We first have the prior, which is equal to 1.

Then we have the probability that K is equal to little k.

This is the probability of obtaining exactly k heads, if I tell you the bias or the coin.

But if I tell you the bias of the coin, we’re dealing with the usual model of independent coin flips, and the probability of k heads is given by the binomial probabilities, which takes this form.

And finally, we have the denominator term, which we do not need to evaluate at this point.

Now, I said earlier that we’re interested in the dependence on theta, which comes through these terms.

On the other hand, the remaining terms do not involve any thetas, and so they can be lumped together in just a constant.
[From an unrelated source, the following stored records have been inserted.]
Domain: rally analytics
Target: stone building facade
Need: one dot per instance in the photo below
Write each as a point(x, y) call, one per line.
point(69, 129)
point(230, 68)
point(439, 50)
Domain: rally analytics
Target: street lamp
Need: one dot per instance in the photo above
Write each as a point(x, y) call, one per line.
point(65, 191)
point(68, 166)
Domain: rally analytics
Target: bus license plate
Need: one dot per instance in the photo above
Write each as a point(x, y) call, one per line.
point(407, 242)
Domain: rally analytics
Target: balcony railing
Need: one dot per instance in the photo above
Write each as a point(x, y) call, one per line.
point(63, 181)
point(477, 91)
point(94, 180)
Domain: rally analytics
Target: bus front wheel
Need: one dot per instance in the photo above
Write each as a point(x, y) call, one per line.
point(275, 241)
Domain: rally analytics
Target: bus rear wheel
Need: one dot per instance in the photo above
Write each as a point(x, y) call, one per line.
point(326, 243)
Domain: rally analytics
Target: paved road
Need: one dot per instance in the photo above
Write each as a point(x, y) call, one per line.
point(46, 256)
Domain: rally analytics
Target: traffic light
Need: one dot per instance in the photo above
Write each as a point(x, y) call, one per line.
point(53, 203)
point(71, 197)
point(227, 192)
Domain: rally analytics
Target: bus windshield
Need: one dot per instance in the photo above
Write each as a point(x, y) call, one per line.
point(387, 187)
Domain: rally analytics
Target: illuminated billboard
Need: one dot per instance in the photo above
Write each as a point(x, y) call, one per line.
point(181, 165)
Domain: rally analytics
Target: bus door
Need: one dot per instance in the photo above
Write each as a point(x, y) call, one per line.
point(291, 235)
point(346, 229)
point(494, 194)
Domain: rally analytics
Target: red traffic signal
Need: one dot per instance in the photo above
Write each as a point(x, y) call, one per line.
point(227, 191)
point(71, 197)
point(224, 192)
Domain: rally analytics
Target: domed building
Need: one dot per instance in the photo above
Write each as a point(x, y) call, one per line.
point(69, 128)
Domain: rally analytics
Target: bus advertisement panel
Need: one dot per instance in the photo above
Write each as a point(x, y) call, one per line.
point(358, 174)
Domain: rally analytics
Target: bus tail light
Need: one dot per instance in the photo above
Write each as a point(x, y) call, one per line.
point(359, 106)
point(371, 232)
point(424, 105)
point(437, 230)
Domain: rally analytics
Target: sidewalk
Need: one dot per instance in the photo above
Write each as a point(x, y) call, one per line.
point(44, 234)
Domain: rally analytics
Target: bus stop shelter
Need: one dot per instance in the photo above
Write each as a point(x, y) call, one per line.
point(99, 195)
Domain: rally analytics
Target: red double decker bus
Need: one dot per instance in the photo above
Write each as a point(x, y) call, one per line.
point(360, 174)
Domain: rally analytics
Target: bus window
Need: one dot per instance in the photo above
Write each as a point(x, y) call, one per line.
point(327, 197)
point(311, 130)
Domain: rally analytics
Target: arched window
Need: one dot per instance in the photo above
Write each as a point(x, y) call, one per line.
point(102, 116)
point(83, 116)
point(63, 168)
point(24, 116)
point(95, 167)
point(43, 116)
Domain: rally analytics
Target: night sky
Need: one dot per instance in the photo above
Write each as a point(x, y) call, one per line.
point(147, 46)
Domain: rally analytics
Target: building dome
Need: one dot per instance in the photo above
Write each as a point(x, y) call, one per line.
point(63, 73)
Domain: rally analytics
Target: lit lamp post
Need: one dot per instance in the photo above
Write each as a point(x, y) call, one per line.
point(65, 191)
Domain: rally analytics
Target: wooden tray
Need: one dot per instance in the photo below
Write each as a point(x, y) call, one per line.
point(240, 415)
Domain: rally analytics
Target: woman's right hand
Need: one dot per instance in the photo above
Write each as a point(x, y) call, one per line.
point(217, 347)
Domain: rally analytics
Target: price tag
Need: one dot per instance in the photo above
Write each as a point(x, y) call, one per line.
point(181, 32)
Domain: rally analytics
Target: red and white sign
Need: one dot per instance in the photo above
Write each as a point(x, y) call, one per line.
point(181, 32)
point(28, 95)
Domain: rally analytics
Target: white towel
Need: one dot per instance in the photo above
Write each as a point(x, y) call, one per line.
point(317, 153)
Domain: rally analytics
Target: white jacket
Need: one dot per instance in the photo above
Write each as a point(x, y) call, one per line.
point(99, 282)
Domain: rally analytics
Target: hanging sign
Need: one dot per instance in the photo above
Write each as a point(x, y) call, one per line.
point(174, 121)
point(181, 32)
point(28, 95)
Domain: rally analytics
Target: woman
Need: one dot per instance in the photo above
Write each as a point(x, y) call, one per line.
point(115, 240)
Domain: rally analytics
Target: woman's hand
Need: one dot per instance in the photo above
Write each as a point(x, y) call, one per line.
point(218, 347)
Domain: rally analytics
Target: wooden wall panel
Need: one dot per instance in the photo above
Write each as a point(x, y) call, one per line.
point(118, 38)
And so we can write the answer that we have found in this more suggestive form.

We have some normalizing constant, and here we keep separately the dependence on theta.

Of course, this answer that we derived is valid for little theta belonging to the unit interval.

Outside the unit interval, either the prior density or the posterior density of Theta would be equal to 0.

This particular form of the posterior distribution for Theta is a certain type of density, and it shows up in various contexts.

And for this reason, it has a name.

It is called a Beta distribution with certain parameters, and the parameters reflect the exponents that we have up here in the two terms.

Note that these parameters are the exponents augmented by 1.

This is for historical reasons that do not concern us here.

It is just a convention.

The important thing is to be able to recognize what it takes for a distribution to be a Beta distribution.

That this that the dependence on theta is of the form theta to some power times 1 minus theta to some other power.

Any distribution of this form is called a Beta distribution.

So now, let’s continue this example by considering a different prior.

Suppose that the prior is itself a Beta distribution of this form where alpha and beta are some non-negative numbers.

What is the posterior in this case?

We just go through the same calculation as before, but instead of using one in the place of the prior, we now use the prior that’s given to us.

The probability of k heads in the n tosses, when we know the bias, is exactly as before.

It is given by the binomial probabilities.

And finally, we need to divide by the denominator term, which is the normalizing constant.

What do we observe here?

The dependence on theta comes through these terms.

The remaining terms do not involve theta, and they can all be absorbed in a constant.

Let’s call that constant d, and collect the remaining terms.

We have theta to the power of alpha plus k, and then, 1 minus theta to the power of beta plus n minus k.

And once more, this is the form of the posterior for thetas belonging to this range.

The posterior is 0 outside this range.

So what do we see?

We started with a prior that came from the Beta family of this form, and we came up with a posterior that is still a function of theta of this form, but with different values of the parameters alpha and beta.

Namely, alpha gets replaced by alpha plus k, beta gets replaced by beta plus n minus k.

So we see that if we start with a prior from the family of Beta distributions, the posterior will also be in that same family.

This is a beautiful property of Beta distributions that can be exploited in various ways.

One of which is that it actually allows for recursive ways of updating the posterior of Theta as we get more and more observations.